My hands shake, and I wipe them on my jeans because they’ve started to sweat. I look into the camera lens, and go for it.

“Dear Charlotte . . . I’ve known you for two and a half years. I walked into you and almost knocked you on your butt, but you were the one who swept me off my feet. No—no, that’s . . . that’s shit. When we first met, I was supposed to be on a date with someone else. I’ve never been so glad to have been stood up in my life. I can still remember you picking popcorn out of your hair and popcorn falling out of your coat when I took you to dinner after the film. That was the first time I saw a movie alone, but now I’ve got you in my life, I know I’ll never have to watch anything alone ag— aaaaaaaaah, God, that’s even worse.

“Dear Charlotte. You’re beautiful. I don’t know if I tell you that enough, but it’s true. You’re beautiful when you don’t blow-dry your hair and it just—” I wave my hands out at the sides of my head, mimicking it “—it just goes out, like that, and it looks bloody awful. You’re beautiful when you’re reading something really cute in a book and you have to put it down and breathe for a moment, and you do that thing where you hold your face like you have to physically contain yourself, you can’t handle how cute it is that the characters are finally kissing, or whatever. You’re beautiful even when—oh my God, this is negging, isn’t it? I’m negging you.
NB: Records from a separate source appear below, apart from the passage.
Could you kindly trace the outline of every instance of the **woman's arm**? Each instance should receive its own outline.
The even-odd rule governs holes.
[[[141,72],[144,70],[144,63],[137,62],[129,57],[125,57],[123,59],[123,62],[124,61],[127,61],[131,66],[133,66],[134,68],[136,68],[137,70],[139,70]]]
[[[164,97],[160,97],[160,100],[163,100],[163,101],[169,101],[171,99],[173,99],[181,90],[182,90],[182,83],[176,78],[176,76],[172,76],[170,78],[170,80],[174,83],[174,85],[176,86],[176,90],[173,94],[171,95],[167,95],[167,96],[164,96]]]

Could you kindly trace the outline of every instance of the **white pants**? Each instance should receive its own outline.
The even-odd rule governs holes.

Fuck. Who ever tried to— ugh. No.

“Dear Charlotte. I’ve loved you since the moment I met you, and I don’t believe I’ll ever stop. I want to be ninety years old and sitting next to you rewatching the Twilight movies because you want to feel like a teenager again and there’s absolutely nothing else on TV.
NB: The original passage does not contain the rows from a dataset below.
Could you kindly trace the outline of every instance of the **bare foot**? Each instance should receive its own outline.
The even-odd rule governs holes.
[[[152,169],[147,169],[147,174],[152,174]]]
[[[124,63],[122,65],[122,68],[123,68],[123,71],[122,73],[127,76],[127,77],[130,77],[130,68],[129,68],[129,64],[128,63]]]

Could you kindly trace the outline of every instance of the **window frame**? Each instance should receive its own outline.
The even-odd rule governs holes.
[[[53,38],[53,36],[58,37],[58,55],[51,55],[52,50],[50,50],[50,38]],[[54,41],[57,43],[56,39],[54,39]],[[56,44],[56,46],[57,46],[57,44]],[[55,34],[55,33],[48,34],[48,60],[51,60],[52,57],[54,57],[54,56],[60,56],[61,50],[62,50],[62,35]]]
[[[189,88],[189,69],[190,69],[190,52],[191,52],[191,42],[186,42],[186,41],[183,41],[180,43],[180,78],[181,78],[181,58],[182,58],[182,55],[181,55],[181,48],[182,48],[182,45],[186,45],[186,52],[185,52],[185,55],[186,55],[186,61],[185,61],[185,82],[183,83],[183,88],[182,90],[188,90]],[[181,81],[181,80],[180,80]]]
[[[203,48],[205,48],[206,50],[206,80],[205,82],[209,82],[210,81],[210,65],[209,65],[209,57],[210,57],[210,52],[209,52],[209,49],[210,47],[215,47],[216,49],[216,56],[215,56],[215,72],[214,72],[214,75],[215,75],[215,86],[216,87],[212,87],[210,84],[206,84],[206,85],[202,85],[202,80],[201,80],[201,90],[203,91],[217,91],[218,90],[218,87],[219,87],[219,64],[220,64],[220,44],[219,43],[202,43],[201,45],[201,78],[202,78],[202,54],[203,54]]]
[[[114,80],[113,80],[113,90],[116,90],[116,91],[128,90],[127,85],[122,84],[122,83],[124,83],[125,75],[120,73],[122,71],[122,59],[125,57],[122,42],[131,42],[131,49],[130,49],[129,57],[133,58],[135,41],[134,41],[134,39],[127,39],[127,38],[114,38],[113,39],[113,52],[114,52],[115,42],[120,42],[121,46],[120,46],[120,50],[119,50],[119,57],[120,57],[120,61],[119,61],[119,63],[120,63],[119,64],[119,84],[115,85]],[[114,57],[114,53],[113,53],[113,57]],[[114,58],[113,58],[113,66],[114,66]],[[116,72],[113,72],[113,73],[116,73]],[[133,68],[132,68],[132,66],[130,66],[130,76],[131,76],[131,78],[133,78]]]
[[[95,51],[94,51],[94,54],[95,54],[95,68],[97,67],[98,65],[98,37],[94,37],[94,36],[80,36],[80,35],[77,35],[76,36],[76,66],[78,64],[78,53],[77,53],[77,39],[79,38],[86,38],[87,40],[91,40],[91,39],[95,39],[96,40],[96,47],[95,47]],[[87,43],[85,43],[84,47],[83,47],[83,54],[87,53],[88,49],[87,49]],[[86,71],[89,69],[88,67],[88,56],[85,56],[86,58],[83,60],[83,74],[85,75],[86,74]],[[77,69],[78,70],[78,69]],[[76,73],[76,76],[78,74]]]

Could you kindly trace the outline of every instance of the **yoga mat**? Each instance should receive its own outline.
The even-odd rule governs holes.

I want you to sit through a Lord of the Rings marathon with me for the billionth time and still not have a clue who Sauron is, or why Gollum wants the ring, or which one’s Merry and which one’s Pippin. I—yeah, I’m still going to be a nerd when I’m ninety, if we’re not all dead from this stupid virus by then and wow, nope, that took a turn, didn’t it?

Balls. I probably shouldn’t . . . shouldn’t be morbid, when I’m trying to ask you to . . . Yeah, that’ll work great, huh? Super romantic. Let’s elope before we all die. Jesus, Ethan.”

I hunch forward, tugging at my hair, and let out a long, loud, exasperated groan.

At least it’s going better than when I was trying to do this on paper.

I take a few breaths and sit back up, squaring my shoulders and trying again.

Once I’ve decided what I’m going to say, exactly, the worst will be over.

When she gets home on Sunday, I’ll cook Charlotte her favorite meal (my so-called “famous” enchiladas, all gluten-free, of course), and crack open a bottle of the wine she likes so much. Not the

“special occasion” wine, obviously, that would be too suspect. But the good wine. I’ll say it’s to celebrate her finally coming home.

I might even make dessert. Something fancy, like a cheesecake. Or maybe just some brownies—a gluten-free cheesecake seems a little too ambitious.

“And after dessert,” I say out loud, reciting the plan to the camera so I don’t forget it, “I’ll reach across the table and take your hand, and tell you how beautiful you look, and how happy I am that you’re back, and that I’ve missed you, and . . . and you’ll say you missed me, too, and then I’ll launch into this big speech, and tell you—well, I’ll tell you something, because I’ll have figured it out by then, and you’ll probably start crying once you realize where it’s going and what I’m doing, and then I’ll keep hold of your hand and get down on one knee, and you’ll probably barely even let me get the words out before you say yes and kiss me, and . . . Jesus, what am I going to say?”

I’m still there thirty-eight minutes later.

“Dear Charlotte,” I sigh, and I smile just to think about her smile. “I love you. I think I could talk for hours—weeks—about why, and how much, but what other reason do I need? I don’t have a ring, or some stupid, great big plan like something out of the movies and books you love, or rose petals to sprinkle on the floor or anything like that, but I fucking love you, and that’s enough for me. So—marry me?”